Quote:
Originally Posted by
pimpcasso 
Perfect example of the "high end " dealer snobbery we are all familiar with. As soon as polk started catering to the masses they felt polks were'nt good enough to grace thier stores.

It's not quite that simple; today's Polk is not the Polk of yore.
Back in the '80s, Polk offered a focused line of high-value speakers that were carried exlclusively in high-end stores. Far from snobbery, retailers I dealt with always seemed to marvel at Polk's price/performance ratio, particularly in the Monitor series. (If I recall correctly, the Monitor 5 or the Monitor 7 was Polk's original product.) My brother still owns Monitor 10s and 5s, and I owned a pair of massive SDA-1B's for 14 years.

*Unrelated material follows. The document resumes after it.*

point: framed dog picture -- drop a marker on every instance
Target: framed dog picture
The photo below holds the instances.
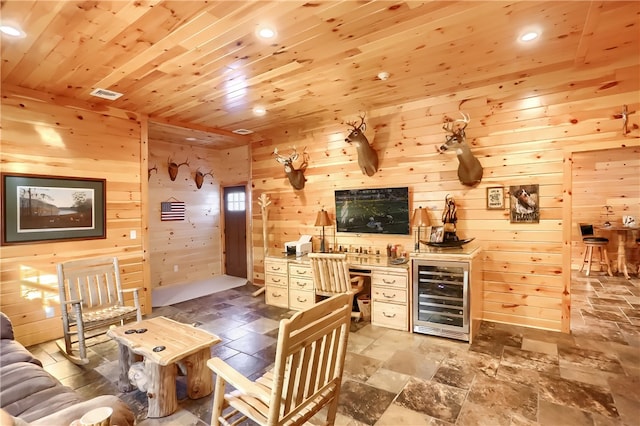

All that being said, in the '90s Polk changed its corporate strategy to low-end, high-volume -- dropping its flagship SDA line altogether -- and there's no magic to that equation; Polk still makes decent speakers, but they don't even try to compete at the high end anymore. Co-founder Sandy Gross left the company for that very reason and founded Definitive Technology; today's DefTech is the closest resemblance to the Polk of 20 years ago.
Anyway, when I finally unloaded my old Polks (too big, vinyl covered), I switched to B&W, and I will never look back.